On this so-called national project, the Salvadorian flag is cast aside by a deep red one, decorated with yellow stars. The Spanish descriptions of the project are small and inconspicuous compared to the large Chinese characters. The new library is being funded by the Chinese government.

It represents a common trend in the Global South, where the West’s adversaries use their economic power to tempt more vulnerable countries into their bubble of influence. China and Russia have spent huge amounts of money, and put lots of effort, into trying to bring African and Latin American governments closer to them.

It can be tempting, as progressives, to celebrate the demise of western and US intervention around the world. Indeed, too often, these ‘democracies’ have committed vile acts of hypocrisy to expand their influence. But the enemy of our enemy is not our friend.

Progressive, democratic governments should strive to counter the threat of autocracies by investing and engaging with the world’s poorest countries; many of which are the most vulnerable to the climate emergency and military instability.

It’s hardly surprising that an infrastructure project the size of this is being built with Chinese money. The CCP government has made huge steps towards increasing its economic and political influence in Latin America in recent years. The infamous Belt and Road Initiative has pumped eye-watering amounts of cash into the region.

The grandeur of the modern building visibly stands out; the rest of San Salvador is largely made of rundown, crumbling buildings, damaged by repeated earthquakes. In the last year alone, El Salvador has experienced 141 earthquakes. Central America is one of the most seismically active regions in the world. But with little economic might, the small Latin American nation struggles to rebuild after each quake. It leaves houses, shops, and streets looking half complete, desperate, and stripped of life. It’s bizarre, then, that the new National Library should be made entirely of glass.

Credit: Wilf Butler @ The Mancunion.

Since 2005, Chinese banks have provided more than $141 billion in loans to Latin America – that’s more than the World Bank, Inter-American Development Bank, and the CAF Development Bank of Latin America combined. But there’s no such thing as a free lunch. In return for their support, China wants a thank you card written in the form of political loyalty to Beijing. And so far, it’s working.

Central American states used to make up a significant proportion of the short list of countries in the world that had diplomatic relations with Taiwan. After Panama became the first Latin American country to sign up to Belt and Road, they dropped ties with Taipei five months later, switching to relations with China. El Salvador followed the same year, then Nicaragua in 2021. Then came Honduras just this year. Costa Rica was ahead of the game, switching to allegiance with Beijing in 2007. As things stand, just Guatemala and Belize still keep ties with Taiwan.
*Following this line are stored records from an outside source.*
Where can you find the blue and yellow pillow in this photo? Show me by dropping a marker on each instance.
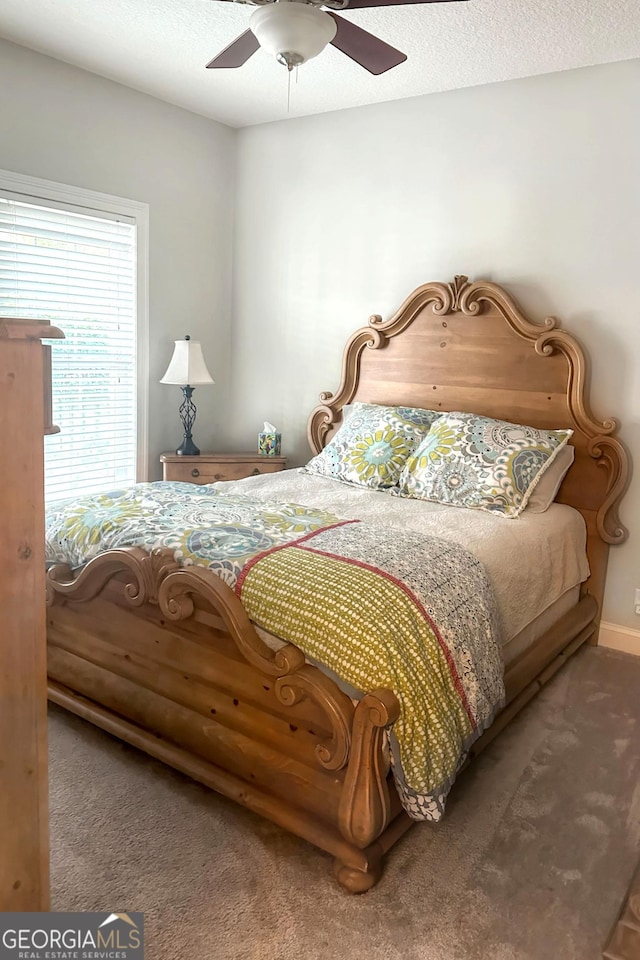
(471, 461)
(373, 444)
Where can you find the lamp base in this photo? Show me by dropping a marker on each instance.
(188, 448)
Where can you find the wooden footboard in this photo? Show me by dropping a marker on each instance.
(165, 658)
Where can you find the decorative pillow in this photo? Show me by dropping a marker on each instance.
(546, 489)
(373, 444)
(471, 461)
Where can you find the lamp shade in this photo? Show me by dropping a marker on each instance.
(187, 366)
(284, 29)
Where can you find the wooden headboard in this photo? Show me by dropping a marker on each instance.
(468, 346)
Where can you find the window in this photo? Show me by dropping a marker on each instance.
(77, 268)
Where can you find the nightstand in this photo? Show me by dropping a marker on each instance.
(209, 467)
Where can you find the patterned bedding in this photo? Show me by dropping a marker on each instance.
(413, 613)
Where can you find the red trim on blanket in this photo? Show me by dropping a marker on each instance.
(281, 546)
(411, 595)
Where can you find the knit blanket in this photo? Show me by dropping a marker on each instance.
(372, 606)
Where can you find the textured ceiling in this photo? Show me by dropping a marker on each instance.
(161, 47)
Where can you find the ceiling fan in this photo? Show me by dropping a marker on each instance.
(294, 31)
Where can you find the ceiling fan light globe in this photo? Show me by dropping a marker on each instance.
(288, 30)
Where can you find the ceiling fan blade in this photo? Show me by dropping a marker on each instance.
(358, 4)
(370, 52)
(237, 53)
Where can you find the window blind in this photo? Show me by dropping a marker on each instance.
(78, 270)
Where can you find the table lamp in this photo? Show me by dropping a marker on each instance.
(187, 369)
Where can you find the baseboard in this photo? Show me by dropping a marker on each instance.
(619, 638)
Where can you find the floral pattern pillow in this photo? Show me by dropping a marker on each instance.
(373, 444)
(471, 461)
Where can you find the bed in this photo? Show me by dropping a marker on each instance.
(165, 656)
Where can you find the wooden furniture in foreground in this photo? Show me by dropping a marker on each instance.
(208, 467)
(26, 415)
(165, 657)
(624, 942)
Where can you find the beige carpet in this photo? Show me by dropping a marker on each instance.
(532, 861)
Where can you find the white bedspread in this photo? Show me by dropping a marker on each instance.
(531, 561)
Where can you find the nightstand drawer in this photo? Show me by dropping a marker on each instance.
(209, 467)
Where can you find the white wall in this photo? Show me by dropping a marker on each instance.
(64, 124)
(532, 183)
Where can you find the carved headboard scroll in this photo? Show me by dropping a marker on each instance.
(468, 346)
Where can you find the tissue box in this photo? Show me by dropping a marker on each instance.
(269, 444)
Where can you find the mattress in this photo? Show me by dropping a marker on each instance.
(533, 562)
The statistics speak for themselves. In 2000, 3% of Latin Americans lived in a country where the economic weight of China was greater than that of the United States. Two decades later, that percentage had grown to 60 percent.

But why does this matter? It matters for the kind of world we want to live in. The West has turned its back on the world’s most vulnerable countries. US protectionism never stopped with the end of the Trump administration. If the West is serious about nurturing democracy across the globe, it needs to put its money where its mouth is. It’s hardly shocking that countries across the Global South are being left to slide into authoritarianism. From Niger to Nicaragua, the economic and political vacuum of the United States and Europe is allowing Russia and China to cosy up and then exploit them.

Decisions such as Britain’s to gut the International Development office have had and will continue to have reverberations across the world. Countries with acute poverty will turn to anyone promising quick cash, and who can blame them? But when that quick cash is being used to buy up a wall of loyalty to those who have no interest in democracy or human rights, something far more sinister is waiting in the distance.

El Salvador’s new library is surely earthquake proof. But something will soon come crashing down.